Intractable stomachache was a major clinical manifestation for CP patients, the reason of which lied in increased internal pressure of pancreatic duct and tissue [3,5-8]. Besides, another major reason in causing stomachache was peripheral neuritis in pancreatic head . The diameter of sensory nerve in pancreatic head thickened, infiltrating the peripheral inflammation cells as well as destroying perineurium that was an important protective screen for nerve and ambient environment. Though it was harmful for patients, it did not occur obviously in pancreatic tail. DPPHR removed the pathological basis for stomachache by excising pancreatic head, thus unblocking the pancreatic bile tract drainage, the method of which relieved stomachache by 75-95% [10-12]. In other words, DPPHR significnatly reduced the pain score after operation, and only three patients still suffered from upper abdominal pain off and on. As the course of CP developed, the exocrinosity and endocrine function of pancreas decompensated inevitably. This pathologic was progressive and irreversible, destroying the pancreatic function totally. Zhou and others found that early anastomosis for pancreatic duct and jejunum could slow down the progress of destroying pancreatic function. Moreover, Riediger and others further studied the important role of pancreatic head in happening and developing progress for chronic pancreatitis [13,14]. In this work, the improved diarrheal symptom, unchanged FPB and 2 h-OGTr as well as non-diabtic patients appearance implied both the external and internal secretion function of pancreas reserved. The maintenance of endocrine function lied in the integrity of enteroinsular axis [15,16].

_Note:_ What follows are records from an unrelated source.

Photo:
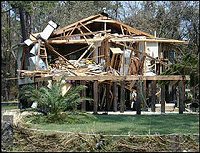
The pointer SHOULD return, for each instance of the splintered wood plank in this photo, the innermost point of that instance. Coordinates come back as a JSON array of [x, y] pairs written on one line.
[[122, 97], [126, 78], [52, 49], [138, 99], [95, 90], [74, 28], [162, 98], [83, 94], [115, 94], [86, 27], [84, 53], [181, 87], [153, 93]]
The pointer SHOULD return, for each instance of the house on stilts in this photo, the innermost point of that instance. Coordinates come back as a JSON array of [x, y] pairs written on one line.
[[118, 63]]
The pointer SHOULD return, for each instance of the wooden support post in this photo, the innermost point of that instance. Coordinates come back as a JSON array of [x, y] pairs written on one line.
[[95, 89], [122, 96], [162, 98], [153, 93], [181, 96], [138, 99], [83, 94], [145, 92], [107, 98], [115, 94]]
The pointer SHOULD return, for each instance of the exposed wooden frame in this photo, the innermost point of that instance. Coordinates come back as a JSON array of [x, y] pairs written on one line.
[[126, 78]]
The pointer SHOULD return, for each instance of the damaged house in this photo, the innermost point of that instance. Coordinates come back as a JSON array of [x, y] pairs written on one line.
[[118, 63]]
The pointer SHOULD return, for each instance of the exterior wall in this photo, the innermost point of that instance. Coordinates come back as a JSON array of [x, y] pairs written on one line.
[[19, 64]]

|Intraoperative hemorrhage (x ± s, mL)||471 ± 226|
|Hospital stays (x ± s, D)||18 ± 6|
|Significatnly relieved stomachache||18(85.7)|
|Basically controlled diarrhea||5 (50.0)|
|Less frequent diarrhea||5(50.0)|
Table 4: Intraoperative and postoperative conditions for enrolled CP patients (n (%)).

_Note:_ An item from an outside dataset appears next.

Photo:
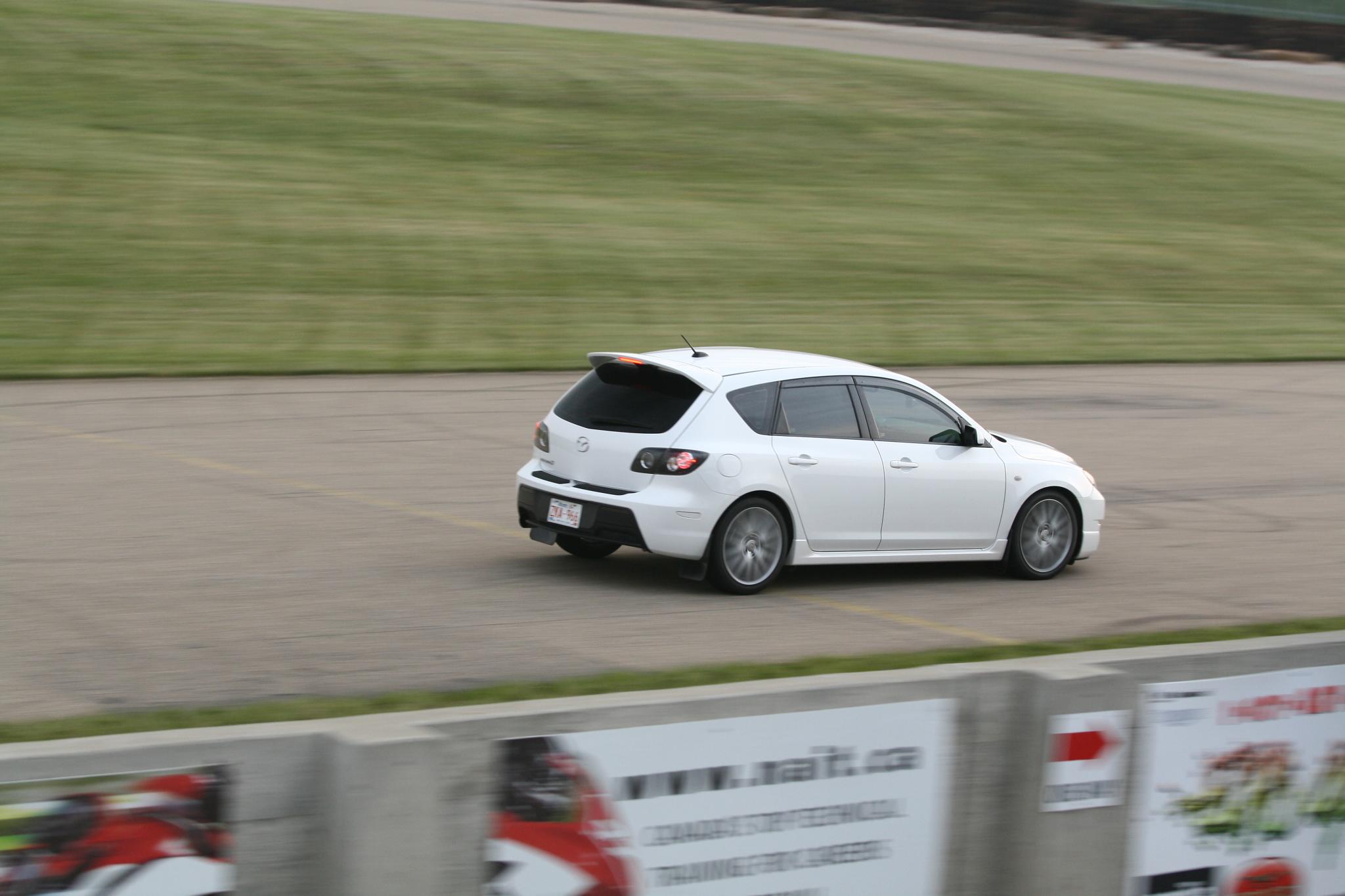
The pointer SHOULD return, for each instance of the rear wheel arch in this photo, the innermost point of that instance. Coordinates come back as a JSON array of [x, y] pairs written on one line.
[[1056, 492]]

In addition, the postoperation BW and life quality score improved significantly, indicating the good efficacy of DPPHR in improving living quality of CP patients, which benefited from relieved stomachache. Key in the DPPHR operation was ensuring blood supply of doudenum and inferior common bile duct. In most cases, posterior superior pancreaticoduodenal artery played most important role in providing enough blood supply for doudenum, commoon bile duct and pancreatic head. When dividing the joint part of doudenum and pancreatic head, much attention should be paid to retain the integrity of common bile duct back wall in order to keep away from hurting the posterior superior pancreaticoduodenal artery. When the lump was close to pancreatic head, retain for the pancreatic head fascia added to the operation difficulty. For easy operation, posterior fascia was all divided in this group, avoiding serious ischemia for doudenum. The most important complication for DPPHR was pancreatic leakage that stem from residual pancreatic tissue of doudenal papilla and bile duct at pancreatic head. However, excess separation of the pancreatic tissue may damage posterior superior pancreaticoduodenal artery, causing blood supply defect for doudenum and pancreatic head bile duct. In addition, fibrin glue could be used as better solution for pancreatic leakage when ligating residual wound surface of pancreatic tissue. Above all, the result in this research was similar to our previous result . DPPHR could relieve pain for CP patients, improve life quality and maintain the pancreatic function. After 6-month follow-up visit, good clinical efficacy was envisioned. Considering the high safety of this therapy, further popularization and application was proposed in clinic.